Appleが2026年に投入予定のiPhone 18 Proシリーズに、TSMC製2nmプロセスの最新チップを搭載するとの観測が浮上した。信頼性の高いインサイダーDigital Chat Stationによれば、このチップは性能面で大幅な飛躍が期待されるが、製造コストの上昇が価格に直結する可能性が指摘されている。

同チップは量産初期段階でコストが高騰しやすく、AppleはこれをProモデルに限定して投入する方針とみられる。また、可変絞り機構を備えた新カメラが搭載されるとの見方もあり、性能の向上と引き換えに価格が過去最高水準に達する可能性もある。

さらに、Appleは米国の関税政策に備え、iPhoneとiPadの生産を合計550万台規模で増加させる動きも見せており、市場供給と価格戦略をめぐる動向が注目される。

2nmチップ採用で高騰する製造コストとその影響範囲

iPhone 18 Proシリーズには、TSMCの最先端2nmプロセッサが採用されるとされる。この新チップは従来の3nmに比べ、トランジスタ密度の向上と電力効率の改善が見込まれる一方で、製造初期段階におけるコストの高さが課題となっている。

生産設備の刷新や歩留まりの不安定さから、ウェハ1枚あたりの価格は従来より高騰すると予測される。これにより、Appleは最上位モデルであるiPhone 18 ProおよびPro Maxに限定して新チップを搭載し、コスト管理を図る可能性が高い。

加えて、供給網の安定性にも不透明感が残る。量産体制の整備が不十分な初期段階では、出荷数や発売時期への影響も懸念される。Appleは過去にも新プロセス導入時において、Proモデルへの限定投入を通じて供給リスクを分散してきた経緯があり、今回も同様の戦略を採る可能性がある。

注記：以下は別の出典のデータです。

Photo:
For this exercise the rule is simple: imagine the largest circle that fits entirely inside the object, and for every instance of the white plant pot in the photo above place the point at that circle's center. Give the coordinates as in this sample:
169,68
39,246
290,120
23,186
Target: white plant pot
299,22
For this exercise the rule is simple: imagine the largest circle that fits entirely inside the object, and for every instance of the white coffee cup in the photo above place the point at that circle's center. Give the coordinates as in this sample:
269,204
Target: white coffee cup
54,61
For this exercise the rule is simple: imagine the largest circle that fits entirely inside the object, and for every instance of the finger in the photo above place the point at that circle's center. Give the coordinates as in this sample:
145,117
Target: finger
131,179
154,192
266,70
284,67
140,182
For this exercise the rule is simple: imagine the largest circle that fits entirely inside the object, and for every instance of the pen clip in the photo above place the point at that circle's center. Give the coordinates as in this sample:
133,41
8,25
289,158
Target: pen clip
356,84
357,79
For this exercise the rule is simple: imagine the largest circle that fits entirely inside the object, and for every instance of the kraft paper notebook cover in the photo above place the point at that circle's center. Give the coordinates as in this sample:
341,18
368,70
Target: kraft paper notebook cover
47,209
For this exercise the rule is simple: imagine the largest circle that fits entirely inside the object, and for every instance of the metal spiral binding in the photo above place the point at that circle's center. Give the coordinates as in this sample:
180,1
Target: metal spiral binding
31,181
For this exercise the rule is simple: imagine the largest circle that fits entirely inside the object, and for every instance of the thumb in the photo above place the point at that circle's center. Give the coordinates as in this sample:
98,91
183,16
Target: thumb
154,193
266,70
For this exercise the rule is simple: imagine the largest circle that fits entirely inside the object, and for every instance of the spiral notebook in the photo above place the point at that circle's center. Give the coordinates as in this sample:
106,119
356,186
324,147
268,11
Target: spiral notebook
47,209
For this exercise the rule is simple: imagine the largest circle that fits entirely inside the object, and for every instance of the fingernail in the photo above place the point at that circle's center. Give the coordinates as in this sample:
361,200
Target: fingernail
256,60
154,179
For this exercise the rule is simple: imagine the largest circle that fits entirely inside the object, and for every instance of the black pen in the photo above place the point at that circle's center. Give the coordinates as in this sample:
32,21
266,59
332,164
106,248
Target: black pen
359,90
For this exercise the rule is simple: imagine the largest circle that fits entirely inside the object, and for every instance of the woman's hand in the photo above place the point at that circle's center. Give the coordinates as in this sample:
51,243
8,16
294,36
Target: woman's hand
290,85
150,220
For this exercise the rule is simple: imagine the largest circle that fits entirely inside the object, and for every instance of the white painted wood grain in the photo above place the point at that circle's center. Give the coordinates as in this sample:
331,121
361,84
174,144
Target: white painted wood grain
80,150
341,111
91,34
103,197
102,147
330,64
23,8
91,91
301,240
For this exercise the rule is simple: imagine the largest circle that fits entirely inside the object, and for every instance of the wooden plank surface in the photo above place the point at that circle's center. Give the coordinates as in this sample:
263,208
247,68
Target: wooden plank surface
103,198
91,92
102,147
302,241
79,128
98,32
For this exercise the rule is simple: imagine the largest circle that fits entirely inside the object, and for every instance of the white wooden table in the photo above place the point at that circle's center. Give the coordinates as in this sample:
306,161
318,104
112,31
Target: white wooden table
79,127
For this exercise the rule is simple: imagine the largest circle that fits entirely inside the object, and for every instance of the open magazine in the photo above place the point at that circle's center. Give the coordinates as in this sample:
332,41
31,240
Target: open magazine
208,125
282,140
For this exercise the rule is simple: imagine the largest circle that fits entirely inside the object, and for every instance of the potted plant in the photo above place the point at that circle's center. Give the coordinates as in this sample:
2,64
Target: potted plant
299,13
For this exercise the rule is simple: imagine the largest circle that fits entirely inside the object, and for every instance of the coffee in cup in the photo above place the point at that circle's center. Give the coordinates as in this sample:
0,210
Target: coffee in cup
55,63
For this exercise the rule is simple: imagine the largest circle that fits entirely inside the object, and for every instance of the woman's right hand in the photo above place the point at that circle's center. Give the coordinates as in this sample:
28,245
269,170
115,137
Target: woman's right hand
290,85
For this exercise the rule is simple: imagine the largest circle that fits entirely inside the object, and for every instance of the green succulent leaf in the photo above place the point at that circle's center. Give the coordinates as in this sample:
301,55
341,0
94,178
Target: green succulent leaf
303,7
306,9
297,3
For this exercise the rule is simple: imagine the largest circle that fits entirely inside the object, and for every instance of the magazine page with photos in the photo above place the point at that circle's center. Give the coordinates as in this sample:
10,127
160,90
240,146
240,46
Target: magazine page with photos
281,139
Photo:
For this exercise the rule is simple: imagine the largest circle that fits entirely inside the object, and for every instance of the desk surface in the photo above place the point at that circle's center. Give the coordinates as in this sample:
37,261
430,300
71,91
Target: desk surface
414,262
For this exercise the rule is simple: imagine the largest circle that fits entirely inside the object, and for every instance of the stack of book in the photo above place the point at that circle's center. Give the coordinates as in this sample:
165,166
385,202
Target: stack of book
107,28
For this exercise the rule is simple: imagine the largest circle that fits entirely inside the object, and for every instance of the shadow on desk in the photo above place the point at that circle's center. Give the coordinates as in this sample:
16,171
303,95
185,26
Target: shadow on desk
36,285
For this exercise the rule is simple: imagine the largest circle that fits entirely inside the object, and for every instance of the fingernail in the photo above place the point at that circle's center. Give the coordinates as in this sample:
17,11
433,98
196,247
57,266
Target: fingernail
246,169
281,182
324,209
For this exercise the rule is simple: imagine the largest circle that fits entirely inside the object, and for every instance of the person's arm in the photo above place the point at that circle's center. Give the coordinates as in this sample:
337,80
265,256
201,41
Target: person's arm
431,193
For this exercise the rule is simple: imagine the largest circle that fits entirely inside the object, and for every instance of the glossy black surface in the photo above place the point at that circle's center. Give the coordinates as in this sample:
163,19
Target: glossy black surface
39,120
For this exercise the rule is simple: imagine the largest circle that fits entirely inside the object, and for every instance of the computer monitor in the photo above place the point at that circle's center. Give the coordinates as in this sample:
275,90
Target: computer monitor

このように、技術革新の代償として製造原価が跳ね上がる構造は、製品価格の上昇に直結する恐れがある。高性能化と価格維持のバランスは、今後のApple製品戦略の核心をなす要素となろう。

関税リスクと在庫戦略が生産計画に及ぼす影響

報道によれば、Appleは米国の貿易政策に備え、iPhoneおよびiPadの生産台数を大幅に引き上げる計画を進めている。具体的にはiPhoneを400万台、iPadを150万台増産し、計550万台規模の追加供給体制を構築する見通しである。この動きの背景には、トランプ前大統領が示唆する新たな関税強化政策への備えがあるとされ、Appleは早期対応により価格転嫁リスクを最小限に抑える構えである。

これまでにもAppleは、米中関係の緊張や製造拠点の分散化に対応する形で、インドやベトナムへの生産移管を進めてきた。今回の増産計画は、政治的リスクの顕在化に対する短期的な対応とともに、グローバルな供給体制の柔軟性を確保する中長期的な布石とも受け取れる。

ただし、こうした在庫積み増し戦略は、需要予測の誤差や市況変化による余剰在庫リスクもはらむ。Appleが選んだこの判断が、市場において正当化されるかは、iPhone 18シリーズの実売動向と政策環境の推移に左右される構造である。